Sessões Plenárias

Pronunciamento

Deputado Dionei Walter da Silva

38ª Sessão Ordinária - 22/05/2003

O SR. DEPUTADO DIONEI WALTER DA SILVA - Sr. Presidente, Sras. Deputadas e Srs. Deputados, ocupo a tribuna no dia de hoje para fazer o registro da suspensão do envio de verbas para uma obra que passa pela minha região - o contorno rodo-ferroviário de Jaraguá do Sul e Guaramirim -, iniciada pelo Governo Federal passado, pelo absurdo número de irregularidades no início da obra.

O valor total da obra estava estimado de R$49 milhões, em maio de 1999.

Por pressão de órgãos ambientais, foi decidido fazer um túnel naquela obra. E a obra passou de R$49 milhões para R$79 milhões. Pela auditoria do Tribunal de Contas, na verdade, diminuiria, e em muito, a quantidade de aterro porque uma parte do traçado passaria por um túnel. Mas na previsão aumentou absurdamente essa quantidade de aterro.

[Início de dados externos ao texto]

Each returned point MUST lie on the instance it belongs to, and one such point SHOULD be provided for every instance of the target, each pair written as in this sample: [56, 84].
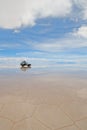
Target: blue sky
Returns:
[55, 31]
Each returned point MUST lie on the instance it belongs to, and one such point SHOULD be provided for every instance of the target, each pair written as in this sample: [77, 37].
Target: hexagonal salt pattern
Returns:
[70, 128]
[52, 116]
[76, 110]
[82, 124]
[29, 124]
[5, 124]
[17, 111]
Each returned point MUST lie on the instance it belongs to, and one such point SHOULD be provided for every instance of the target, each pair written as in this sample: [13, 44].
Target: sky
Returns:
[44, 32]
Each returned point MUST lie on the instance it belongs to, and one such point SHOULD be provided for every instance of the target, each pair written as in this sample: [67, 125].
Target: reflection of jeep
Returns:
[25, 64]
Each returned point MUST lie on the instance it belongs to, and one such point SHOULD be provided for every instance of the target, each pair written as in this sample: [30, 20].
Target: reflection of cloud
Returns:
[59, 45]
[62, 62]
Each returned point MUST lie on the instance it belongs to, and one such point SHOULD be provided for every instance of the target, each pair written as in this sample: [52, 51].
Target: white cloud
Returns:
[17, 13]
[82, 6]
[81, 32]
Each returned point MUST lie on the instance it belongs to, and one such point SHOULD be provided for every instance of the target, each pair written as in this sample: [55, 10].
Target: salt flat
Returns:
[43, 102]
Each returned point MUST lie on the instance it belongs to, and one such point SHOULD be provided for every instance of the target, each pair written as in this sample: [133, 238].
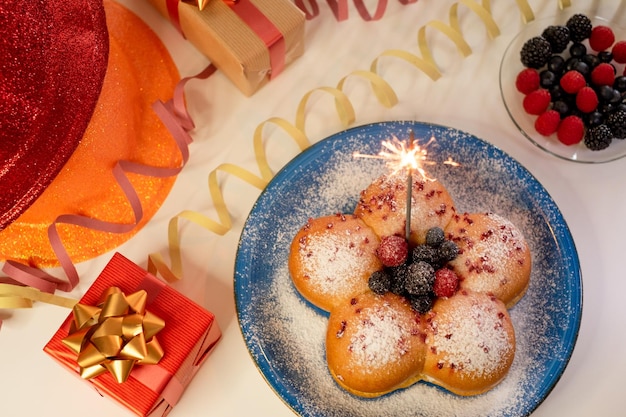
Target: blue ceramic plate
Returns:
[285, 334]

As irregularidades são muitas! Com relação à execução do contrato, apesar de estar no início, diz o Tribunal de Contas da União que já foi identificado o superfaturamento na única medição dos serviços realizados, e que se continuasse a ganância inicial, haveria um superfaturamento, no final da obra, de mais de R$33 milhões, a preço de hoje.

Então, Deputado Paulo Eccel, esse é o esquema que nós tanto denunciávamos, e causa indignação a muitos Deputados quando vêm para esta tribuna em defesa do Governo Lula, sobre os problemas enfrentados por ele.

Se na região como a nossa, de gente trabalhadora, que produz, a expectativa de superfaturamento é nessa ordem, imaginem, então, em obras de vulto muito maior que acontecem por este Brasil afora?!

Deputado Lício Silveira, se V.Exa. me permite, vou continuar citando trechos do parecer do Tribunal de Contas.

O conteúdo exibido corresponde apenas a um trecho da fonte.